Un rhume ? Il faut maigrir

Se rendre chez son médecin peut être une source d’angoisse. Mais, quand on est en surpoids, un stress supplémentaire s’ajoute.

Agathe Régnier s’attend toujours à une remarque en rapport avec son poids, quel que soit le motif de sa consultation : "Quand je vais chez le médecin, je sais qu’il va encore me dire de perdre du poids et ça va m’énerver", admet-elle. "J’ai eu des soucis médicaux qui n’avaient rien à voir avec mon poids. Pourtant, c’est directement ce que le médecin va pointer".

Selon une étude réalisée au Canada, 67% des étudiants en médecine ont des stéréotypes sur les personnes en surpoids et les expriment devant leurs patients. Pourtant, pour le docteur Mairiaux, chirurgien digestif à la clinique de l’obésité à l’hôpital Saint-Jean de Bruxelles, on parle plus de prévention que de préjugés : "En tant qu’acteur de la santé, on a la responsabilité d’oser dire aux patients qu’ils sont en surpoids et que c’est un élément à surveiller pour ne pas aggraver leur état de santé", relativise-t-il.

Malgré tout, en se référant à cette même étude canadienne du Rudd Center, les médecins traitants passeraient en moyenne 28% de temps en moins avec des patients gros durant leurs consultations.

"Welcome" pour un meilleur accueil

C’est un constat qui a également été posé à la Citadelle de Liège. Un audit réalisé en interne indiquait que l’accessibilité n’était pas acquise pour tout le monde.

Christiane Tomat, responsable du service patients, a alors lancé un service "Welcome", qui permet à tout patient qui en fait la demande d’être accueilli par un agent référent : "Un patient peut déclarer qu’il a un besoin spécifique dans une feuille qu’il remplit au préalable. Ça peut être une personne malvoyante, porteuse de handicap, atteinte de démence ou bien une personne obèse", explique-t-elle.

Une fois les besoins déclarés, l’agent "Welcome" s’occupera de préparer tout le matériel spécifique dont le patient aura besoin. Tout est alors prêt pour le jour son hospitalisation. Les infirmières et médecins sont également prévenus.

"Avant, quand un patient obèse se présentait à la Citadelle, c’était du stress pour tout le monde parce qu’il fallait courir partout pour se fournir le matériel approprié", confie Christiane Tomat. Grâce à cette anticipation, les patients sont mieux pris en charge, sans le stress, et parfois l’humiliation, de ne pas pouvoir être traité comme n’importe quel autre patient. Selon Christiane, ce modèle n’existe cependant qu’à la Citadelle de Liège, bien que certains établissements, comme l’hôpital Saint-Pierre à Bruxelles, envisagent sérieusement de mettre ce dispositif en place.

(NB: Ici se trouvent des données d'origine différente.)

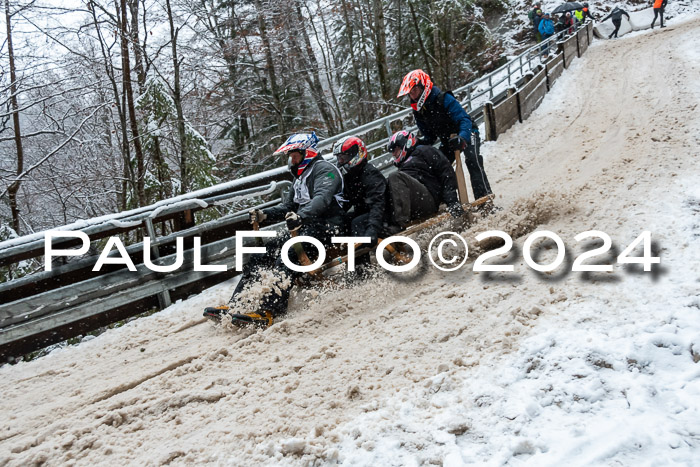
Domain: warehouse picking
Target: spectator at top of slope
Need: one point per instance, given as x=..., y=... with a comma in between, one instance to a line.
x=659, y=7
x=587, y=13
x=546, y=27
x=532, y=13
x=536, y=25
x=616, y=16
x=439, y=116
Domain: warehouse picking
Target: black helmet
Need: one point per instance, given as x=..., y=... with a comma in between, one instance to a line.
x=402, y=139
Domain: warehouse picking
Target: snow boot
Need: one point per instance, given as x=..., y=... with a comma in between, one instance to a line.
x=259, y=319
x=215, y=313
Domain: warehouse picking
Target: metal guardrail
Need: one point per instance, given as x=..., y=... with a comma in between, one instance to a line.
x=29, y=313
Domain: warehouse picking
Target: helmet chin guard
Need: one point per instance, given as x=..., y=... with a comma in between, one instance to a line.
x=412, y=79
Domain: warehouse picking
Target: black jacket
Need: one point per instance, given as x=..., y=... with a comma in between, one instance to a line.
x=365, y=190
x=324, y=182
x=431, y=168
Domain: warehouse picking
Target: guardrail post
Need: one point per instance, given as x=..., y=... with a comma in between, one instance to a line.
x=163, y=297
x=490, y=122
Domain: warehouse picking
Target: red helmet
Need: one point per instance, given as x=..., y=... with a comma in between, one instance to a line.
x=416, y=77
x=401, y=139
x=350, y=153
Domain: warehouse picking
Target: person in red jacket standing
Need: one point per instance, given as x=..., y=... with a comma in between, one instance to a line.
x=659, y=6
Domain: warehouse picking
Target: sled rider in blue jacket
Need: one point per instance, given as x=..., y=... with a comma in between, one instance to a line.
x=439, y=115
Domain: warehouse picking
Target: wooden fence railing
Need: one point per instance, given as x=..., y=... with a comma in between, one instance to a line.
x=71, y=299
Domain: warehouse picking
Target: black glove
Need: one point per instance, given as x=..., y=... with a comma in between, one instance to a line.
x=293, y=221
x=373, y=235
x=256, y=215
x=457, y=143
x=455, y=210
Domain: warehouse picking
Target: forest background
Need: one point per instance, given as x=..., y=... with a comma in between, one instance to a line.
x=111, y=105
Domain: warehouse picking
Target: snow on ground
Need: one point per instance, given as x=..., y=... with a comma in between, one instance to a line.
x=451, y=368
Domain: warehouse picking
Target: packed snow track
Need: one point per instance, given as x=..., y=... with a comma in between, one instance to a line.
x=452, y=368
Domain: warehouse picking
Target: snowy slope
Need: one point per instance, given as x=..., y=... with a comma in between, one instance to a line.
x=452, y=368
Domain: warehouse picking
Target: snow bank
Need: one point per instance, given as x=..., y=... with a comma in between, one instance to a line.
x=447, y=368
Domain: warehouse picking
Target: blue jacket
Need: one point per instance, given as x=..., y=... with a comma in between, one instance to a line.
x=546, y=27
x=429, y=122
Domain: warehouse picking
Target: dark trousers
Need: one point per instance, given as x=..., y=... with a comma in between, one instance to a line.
x=475, y=166
x=409, y=199
x=545, y=47
x=616, y=23
x=276, y=300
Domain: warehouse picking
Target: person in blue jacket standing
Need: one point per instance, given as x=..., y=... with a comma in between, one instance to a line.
x=439, y=115
x=546, y=28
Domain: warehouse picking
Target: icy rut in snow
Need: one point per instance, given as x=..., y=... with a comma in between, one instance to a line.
x=450, y=368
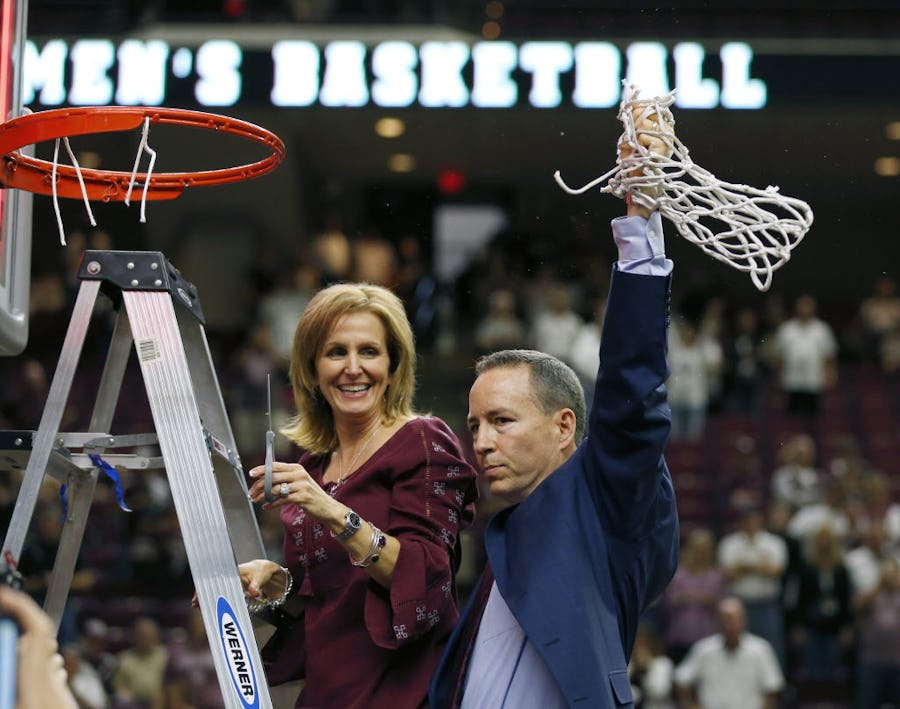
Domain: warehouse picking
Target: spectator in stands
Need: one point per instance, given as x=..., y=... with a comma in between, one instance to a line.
x=650, y=671
x=878, y=504
x=879, y=317
x=832, y=511
x=84, y=681
x=732, y=669
x=190, y=677
x=555, y=324
x=806, y=351
x=796, y=480
x=141, y=667
x=501, y=327
x=37, y=561
x=695, y=363
x=688, y=607
x=279, y=308
x=823, y=614
x=584, y=356
x=754, y=560
x=95, y=651
x=878, y=627
x=865, y=561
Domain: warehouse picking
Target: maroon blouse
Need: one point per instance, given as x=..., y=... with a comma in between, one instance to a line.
x=362, y=646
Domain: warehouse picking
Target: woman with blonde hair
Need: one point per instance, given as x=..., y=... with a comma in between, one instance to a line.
x=372, y=513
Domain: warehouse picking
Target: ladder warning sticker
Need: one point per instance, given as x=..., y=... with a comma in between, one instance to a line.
x=240, y=663
x=148, y=349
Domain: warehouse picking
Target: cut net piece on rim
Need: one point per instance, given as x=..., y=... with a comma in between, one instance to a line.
x=761, y=227
x=32, y=174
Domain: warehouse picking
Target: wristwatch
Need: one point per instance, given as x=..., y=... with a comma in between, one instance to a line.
x=352, y=523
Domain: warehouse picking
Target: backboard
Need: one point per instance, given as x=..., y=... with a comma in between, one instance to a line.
x=15, y=205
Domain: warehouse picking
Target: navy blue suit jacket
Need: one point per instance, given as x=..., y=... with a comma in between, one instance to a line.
x=582, y=557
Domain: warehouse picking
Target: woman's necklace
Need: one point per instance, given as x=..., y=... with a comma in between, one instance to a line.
x=340, y=481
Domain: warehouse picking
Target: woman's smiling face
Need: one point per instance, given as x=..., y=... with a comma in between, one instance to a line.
x=353, y=367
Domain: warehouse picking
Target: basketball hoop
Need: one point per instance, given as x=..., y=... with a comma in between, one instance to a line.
x=46, y=177
x=762, y=227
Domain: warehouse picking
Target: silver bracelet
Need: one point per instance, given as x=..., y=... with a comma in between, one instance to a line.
x=254, y=605
x=374, y=553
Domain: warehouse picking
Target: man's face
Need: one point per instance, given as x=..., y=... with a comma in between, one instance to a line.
x=515, y=443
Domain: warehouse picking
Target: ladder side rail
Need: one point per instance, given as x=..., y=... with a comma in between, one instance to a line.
x=82, y=483
x=243, y=527
x=197, y=503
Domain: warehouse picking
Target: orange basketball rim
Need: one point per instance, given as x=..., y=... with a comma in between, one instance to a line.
x=36, y=175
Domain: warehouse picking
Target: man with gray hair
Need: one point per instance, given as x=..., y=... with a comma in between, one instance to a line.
x=590, y=537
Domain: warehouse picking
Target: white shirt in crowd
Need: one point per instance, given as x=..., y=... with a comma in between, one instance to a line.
x=738, y=678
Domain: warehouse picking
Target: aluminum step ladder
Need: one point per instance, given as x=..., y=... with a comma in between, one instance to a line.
x=159, y=314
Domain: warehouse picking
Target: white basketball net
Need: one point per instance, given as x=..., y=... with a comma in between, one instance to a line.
x=755, y=239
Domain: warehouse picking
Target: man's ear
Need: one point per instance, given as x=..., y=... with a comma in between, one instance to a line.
x=565, y=420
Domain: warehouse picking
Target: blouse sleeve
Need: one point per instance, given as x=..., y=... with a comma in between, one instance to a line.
x=432, y=501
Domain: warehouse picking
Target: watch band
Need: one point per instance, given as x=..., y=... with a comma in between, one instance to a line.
x=352, y=524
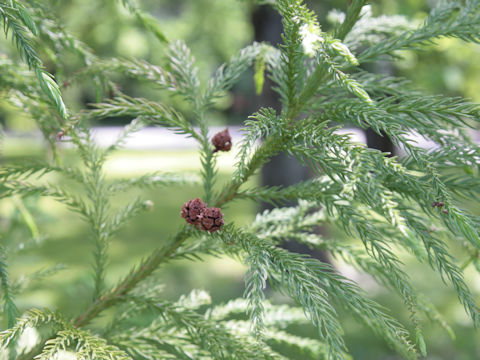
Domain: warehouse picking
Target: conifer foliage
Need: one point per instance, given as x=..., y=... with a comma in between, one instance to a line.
x=383, y=202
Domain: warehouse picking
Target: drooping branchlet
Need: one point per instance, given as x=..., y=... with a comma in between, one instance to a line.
x=192, y=210
x=222, y=141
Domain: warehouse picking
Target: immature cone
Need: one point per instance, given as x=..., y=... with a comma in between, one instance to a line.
x=222, y=141
x=211, y=219
x=192, y=210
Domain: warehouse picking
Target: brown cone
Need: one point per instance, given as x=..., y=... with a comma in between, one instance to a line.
x=222, y=141
x=211, y=219
x=192, y=210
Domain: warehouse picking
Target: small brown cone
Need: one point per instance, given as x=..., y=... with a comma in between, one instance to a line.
x=222, y=141
x=192, y=210
x=211, y=219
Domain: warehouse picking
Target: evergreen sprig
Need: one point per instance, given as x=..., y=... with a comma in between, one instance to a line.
x=381, y=203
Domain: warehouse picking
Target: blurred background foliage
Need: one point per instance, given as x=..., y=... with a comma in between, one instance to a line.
x=214, y=30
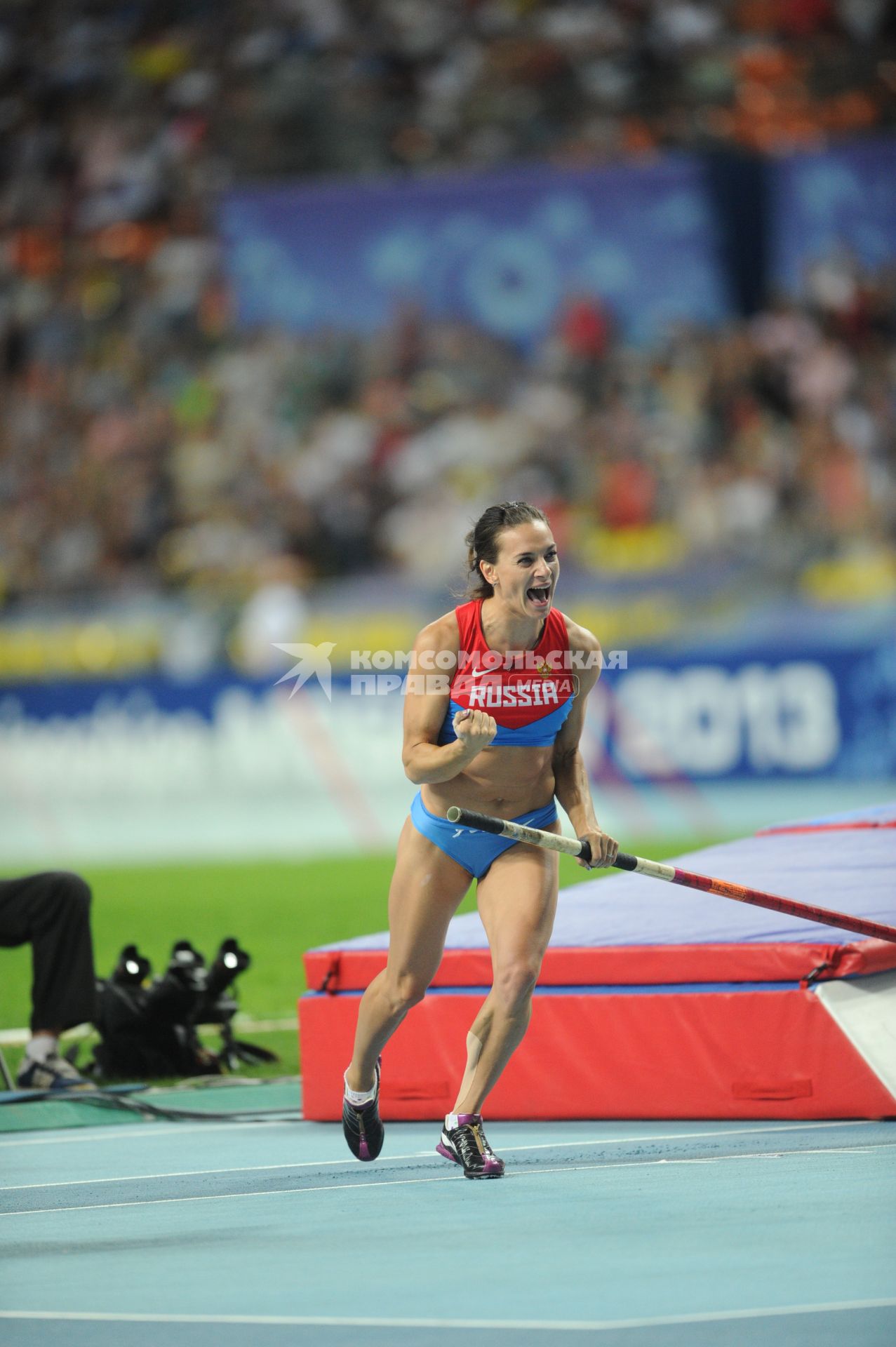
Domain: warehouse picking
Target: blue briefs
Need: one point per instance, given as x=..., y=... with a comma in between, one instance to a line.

L’obésité, une maladie chronique

Selon Christiane Tomat, il faut encore faire mieux pour éviter la grossophobie médicale : "On lit pas mal de commentaires de personnes qui évitent d’aller à l’hôpital parce qu’elles savent que, d’emblée, on va leur dire de maigrir, de faire du sport".

Pour éviter cette discrimination des patients obèses, le docteur Mairiaux insiste sur la définition de l’obésité par l’OMS : "C’est une maladie chronique et, à partir du moment où tout le monde comprendra que ce sont des personnes malades, on arrêtera peut-être de les stigmatiser".

En Belgique, Sciensano estimait, en 2021, que 16% de la population adulte était obèse. Derrière ce chiffre se cachent autant d’hommes et de femmes qui méritent d’être soignés dignement et correctement, comme le serait n’importe quel autre patient.